A chief reporter successfully fought a court order which would have stopped him from naming a teaching assistant jailed after assaulting a special school pupil.
Stephen Briggs, of the Peterborough Telegraph, argued before a judge that a proposed Section 45 order would have meant he could not identify Gary Speight, pictured, who assaulted a boy with acute educational and physical needs while on a school trip.
Prosecution counsel at Peterborough Magistrates’ Court had applied for the order at Speight’s sentencing hearing in order to protect the victim, but District Judge Ken Sheraton agreed with Stephen’s argument that such a restriction would prevent the Telegraph from being able to run the story.
The assault had taken place on a minibus and involved Speight, 50, bending the boy’s fingers back and putting his arm in a lock behind his seat.
The child had a number of acute educational and physical needs and was unable to shout out to stop the assaults, but other Phoenix School teachers on board spotted what had happened and reported it.
Speight denied assaulting the boy, accusing the teachers of lying about what happened, but was convicted of common assault at a trial last month.
Stephen told HTFP: “We had heard about the case thanks to a tip-off after the trial had concluded. Our photographer David snatched the defendant coming into court, and before the sentencing hearing started we checked with the clerk if any reporting restrictions had been made. Up to that point, there had not been any.
“When the case started, the prosecution asked for a Section 45 order to be put in place to protect the identity of the youngster involved.
“The District Judge asked if we had any representations to make – I said that we don’t wish to identify the child, because they were particularly vulnerable because the incident happened at a special school, but under the terms of Section 45 we would not be able to name the school involved.
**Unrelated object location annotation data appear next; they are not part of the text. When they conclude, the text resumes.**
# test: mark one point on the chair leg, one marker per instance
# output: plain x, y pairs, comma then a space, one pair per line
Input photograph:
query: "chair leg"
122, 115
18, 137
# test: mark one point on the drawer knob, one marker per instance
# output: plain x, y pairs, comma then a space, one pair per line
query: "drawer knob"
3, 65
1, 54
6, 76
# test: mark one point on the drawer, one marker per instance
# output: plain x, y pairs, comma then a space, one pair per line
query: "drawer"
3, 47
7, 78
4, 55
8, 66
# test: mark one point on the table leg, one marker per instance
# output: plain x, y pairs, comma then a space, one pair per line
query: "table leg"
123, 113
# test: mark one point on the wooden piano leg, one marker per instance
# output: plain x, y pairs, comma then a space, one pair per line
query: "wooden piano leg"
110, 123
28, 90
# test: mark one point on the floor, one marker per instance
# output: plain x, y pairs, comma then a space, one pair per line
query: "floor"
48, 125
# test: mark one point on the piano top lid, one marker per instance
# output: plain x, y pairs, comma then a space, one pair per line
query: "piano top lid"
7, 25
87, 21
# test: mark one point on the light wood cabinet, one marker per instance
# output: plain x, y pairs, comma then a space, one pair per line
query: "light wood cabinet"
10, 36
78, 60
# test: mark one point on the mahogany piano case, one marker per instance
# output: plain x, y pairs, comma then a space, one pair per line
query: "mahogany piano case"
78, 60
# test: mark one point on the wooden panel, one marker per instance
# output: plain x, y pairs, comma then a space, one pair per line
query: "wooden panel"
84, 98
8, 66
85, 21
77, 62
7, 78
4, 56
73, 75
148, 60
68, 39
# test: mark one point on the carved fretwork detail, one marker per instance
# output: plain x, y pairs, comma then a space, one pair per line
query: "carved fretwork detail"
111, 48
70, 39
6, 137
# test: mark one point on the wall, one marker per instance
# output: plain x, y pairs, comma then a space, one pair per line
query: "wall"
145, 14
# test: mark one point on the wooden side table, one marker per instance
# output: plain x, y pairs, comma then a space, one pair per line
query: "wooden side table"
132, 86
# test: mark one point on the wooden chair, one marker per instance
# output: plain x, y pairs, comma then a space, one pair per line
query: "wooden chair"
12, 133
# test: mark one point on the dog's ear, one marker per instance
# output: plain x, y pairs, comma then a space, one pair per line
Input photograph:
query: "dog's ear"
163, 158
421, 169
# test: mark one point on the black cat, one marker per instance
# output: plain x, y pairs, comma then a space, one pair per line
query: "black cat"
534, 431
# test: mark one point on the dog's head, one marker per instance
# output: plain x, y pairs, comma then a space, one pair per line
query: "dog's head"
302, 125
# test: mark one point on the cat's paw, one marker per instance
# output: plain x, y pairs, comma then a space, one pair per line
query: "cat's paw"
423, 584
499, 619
This would also prevent us from naming the defendant, and prevent us from running the story.
“The judge agreed, and said while he would be making the S45 order, we would be able to publish the school involved. While on the face of it the assault was not too serious in the injuries caused to the youngster, because of the breach of trust involved – especially at a special school against such a vulnerable victim – we thought it was an important story to tell.”
Speight was jailed for 10 weeks at the hearing.
Charles Corbett, prosecuting, said the boy had been sitting in front of Speight and “would reach behind him and pinch the defendant on the leg” before the assault took place.
Matthew Cullen, defending, had called for the judge to impose a community order as a sentence, adding: “There are significant mitigating factors for the case. He is effectively of good character.
“This was an isolated incident. He has worked for nine years in the same job, and it has never happened before, and it won’t happen again.”
Passing sentence, Judge Sheraton said the offence had been a clear breach of trust against a very vulnerable victim, which meant only a custodial sentence was appropriate.
Charlotte Whysall, headteacher at The Phoenix School, told the Telegraph: “We have supported and cooperated with the police investigation at every stage and we are satisfied with the court’s judgement.
“As soon as we were made aware of the incident we took immediate action by suspending the member of staff in question and reporting the assault to the police and the city council.
“We have, and will continue to support the young person involved and their family. As a result of the guilty verdict the member of staff has been permanently dismissed.”